Tree blunt heat because water that was drawn up by red roots are released into the air via leaves as vapor. That water vapor cools the surrounding air a little bit. 

The renewed forests cooled the eastern U.S. by around two or three degrees each year. The cooling effect is most noticeable in the summer, as the trees are estimated to have cooled the air by roughly four to eight degrees Fahrenheit. 

The Guardian notes that trees probably weren't the only things keeping the East a little on the cool side. Pollution before the Clean Air Act purified the atmosphere in the late 20th century probably blocked sun, keeping temperatures from rising too much. 

It's possible agricultural irrigation might have had a small cooling effect, too. 

 POSSIBLE VERMONT EFFECTS?

In the age of climate change, Vermont has warmed more than places further south along the Appalachian chain and southeastern United States.

Still,  we might have partly gone through that cooling phase due to reforestation, but just a little earlier than the Southeast. 
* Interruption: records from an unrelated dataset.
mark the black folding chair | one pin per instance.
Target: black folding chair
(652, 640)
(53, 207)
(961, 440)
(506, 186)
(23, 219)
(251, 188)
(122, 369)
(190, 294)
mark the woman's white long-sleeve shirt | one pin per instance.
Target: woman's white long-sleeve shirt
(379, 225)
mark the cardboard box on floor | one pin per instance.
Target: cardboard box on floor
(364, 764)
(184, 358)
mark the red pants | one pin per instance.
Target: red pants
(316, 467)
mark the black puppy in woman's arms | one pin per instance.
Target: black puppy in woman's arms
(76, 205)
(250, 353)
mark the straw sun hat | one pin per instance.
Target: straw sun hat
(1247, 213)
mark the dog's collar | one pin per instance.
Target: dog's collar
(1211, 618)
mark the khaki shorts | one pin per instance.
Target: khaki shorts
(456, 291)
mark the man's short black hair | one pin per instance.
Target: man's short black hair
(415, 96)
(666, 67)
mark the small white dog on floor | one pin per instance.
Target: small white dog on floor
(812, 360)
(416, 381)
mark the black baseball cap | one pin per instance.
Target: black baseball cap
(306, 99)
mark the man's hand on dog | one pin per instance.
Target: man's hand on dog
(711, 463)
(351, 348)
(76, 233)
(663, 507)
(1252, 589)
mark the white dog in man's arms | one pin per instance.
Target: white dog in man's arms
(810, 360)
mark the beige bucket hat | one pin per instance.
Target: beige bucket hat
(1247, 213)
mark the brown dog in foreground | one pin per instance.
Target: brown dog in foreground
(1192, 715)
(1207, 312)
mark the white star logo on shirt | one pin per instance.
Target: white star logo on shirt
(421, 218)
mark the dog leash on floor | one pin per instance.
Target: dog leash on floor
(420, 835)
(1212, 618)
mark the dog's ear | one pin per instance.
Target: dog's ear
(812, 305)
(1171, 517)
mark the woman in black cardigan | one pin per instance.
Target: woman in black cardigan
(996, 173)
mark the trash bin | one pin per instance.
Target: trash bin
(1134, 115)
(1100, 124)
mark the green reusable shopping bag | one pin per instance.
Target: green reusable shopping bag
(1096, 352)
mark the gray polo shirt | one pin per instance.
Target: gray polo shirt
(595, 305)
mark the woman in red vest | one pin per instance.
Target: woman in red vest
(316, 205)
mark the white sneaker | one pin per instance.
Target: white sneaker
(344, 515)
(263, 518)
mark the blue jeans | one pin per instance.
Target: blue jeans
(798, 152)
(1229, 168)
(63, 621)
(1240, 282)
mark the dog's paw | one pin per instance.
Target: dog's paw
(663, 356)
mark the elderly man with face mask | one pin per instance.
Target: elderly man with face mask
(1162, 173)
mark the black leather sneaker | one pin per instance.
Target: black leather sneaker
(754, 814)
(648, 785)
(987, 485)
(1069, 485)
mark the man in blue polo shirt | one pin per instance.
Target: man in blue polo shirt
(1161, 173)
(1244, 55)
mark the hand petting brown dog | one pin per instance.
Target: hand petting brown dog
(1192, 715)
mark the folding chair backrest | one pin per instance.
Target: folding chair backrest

After clearing the state for lumber and farms, only around 20 percent of Vermont remained forested by the late 1880s. Most of that was at high, rather inaccessible elevations.

During the 1990s, the trend reversed, but Vermont didn't become fully reforested until the 1960s or so. Since then, around 75 to 80 percent of Vermont was forested.

Remember how I said especially in the Southeast, the cooling effect of forests was most noticeable in the summer?

In Burlington climate records, I noticed that there was a relative peak during the 1930s and 1940s in the number of days in the summer that reached 90 degrees or more.  As more of the state became forested, the number of 90 degree days, as measured in Burlington, declined through the 1950, 1960s and 1970s.

At Burlington, there were six consecutive years from 1944-49 that each had eight or more days of 90 degree temperatures. Such a long streak of hot summer weather didn't happen again until 2015 through 2023, with each of those summers having eight or more 90 degree days. Climate change was very likely one major contributor to these very recent hot spells. 

The hot weather of the 1940s probably wasn't entirely due to a lack of forest. Drought can allow the air to heat more efficiently than wet ground can.  As noted earlier in this post, air pollution in the 1950s into the 1970s might have dimmed the sun enough to keep 90 degree weather at bay. There might have been just a persistent weather pattern in the 1940s that created hot days.

But there's no denying trees are probably helping us cool off at least a little on hot summer days.  In Vermont, and pretty much everywhere else, trees can help mitigate the effects of a warming planet, especially in the summer. 

One of the reasons the city of Burlington, and so many other cities across the United States plant trees is for that cooling effect in the summer.  

It's probably weird that we're talking about heat waves on a February day that brought morning temperatures to near zero.  But it will be summer soon enough. If you want to stay cool, thank a tree near you.